[Maintenance] Feb 7 - Mastodon Data Migration

Crashdoom (he/him) · edit-2 1 year ago

[Maintenance] Feb 7 - Mastodon Data Migration

huxley · 1 year ago

Looks like furry.engineer is down?

Stefen Auris · 1 year ago

I’m seeing the same here, something about an Argo tunnel error. @crashdoom@pawb.social

Crashdoom (he/him) · 1 year ago

Aware and investigating!

Stefen Auris · 1 year ago

and that’s why you’re the best <3

liquidparasyte · edit-2 1 year ago

pawb.fun as well. Something got fucky wucky during the migration, it seems.

natebluehooves · 1 year ago

Correct! to give a bit of background while I wait for backups…

last night we had what appears to be an out of memory error. Our cloudflare tunnels broke around the same time that the internet went out (probably related), and we also didn’t have our nodes configured to keep some ram reserved to allow kubernetes to keep running.
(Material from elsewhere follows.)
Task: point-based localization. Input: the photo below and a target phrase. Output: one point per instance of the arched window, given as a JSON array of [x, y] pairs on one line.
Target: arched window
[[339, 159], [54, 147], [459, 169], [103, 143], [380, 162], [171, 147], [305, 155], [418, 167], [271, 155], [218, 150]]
Additionally, we still only had 1 replica of the data for furry.engineer and pawb.fun that we were still building/downloading from other instances (mostly cached images).

so it was the perfect storm. node 1 runs out of memory and basically crashes, node 2 then tries to pick up the services that are suddenly offline, immediately causing it to run out of memory and crash. There’s only one copy of the data, so nothing offline to check for corruption against. all the storage with 2 replicas was unaffected.

I’ve done an announcement post on the telegram channel to try and keep people appraised, but this restore is going to take another couple hours probably because I’m trying not to repeat my mistakes by setting things to 1 replica or skipping backups for expediency. My impatience pretty directly caused this issue.

Vincent Hayes · 1 year ago

SysAdmin lesson learned, always make the backups :3

natebluehooves · 1 year ago

Lessons do stick around when you have to learn the hard way!

Exec · 1 year ago

node 1 runs out of memory and basically crashes, node 2 then tries to pick up the services that are suddenly offline, immediately causing it to run out of memory and crash

Oof, that’s pretty much a cascading failure

natebluehooves · 1 year ago

Actually yes. Recovery was slow and painful, but I have policies in place to handle these failures now. I’m sure we will find another failure mode as we go forward!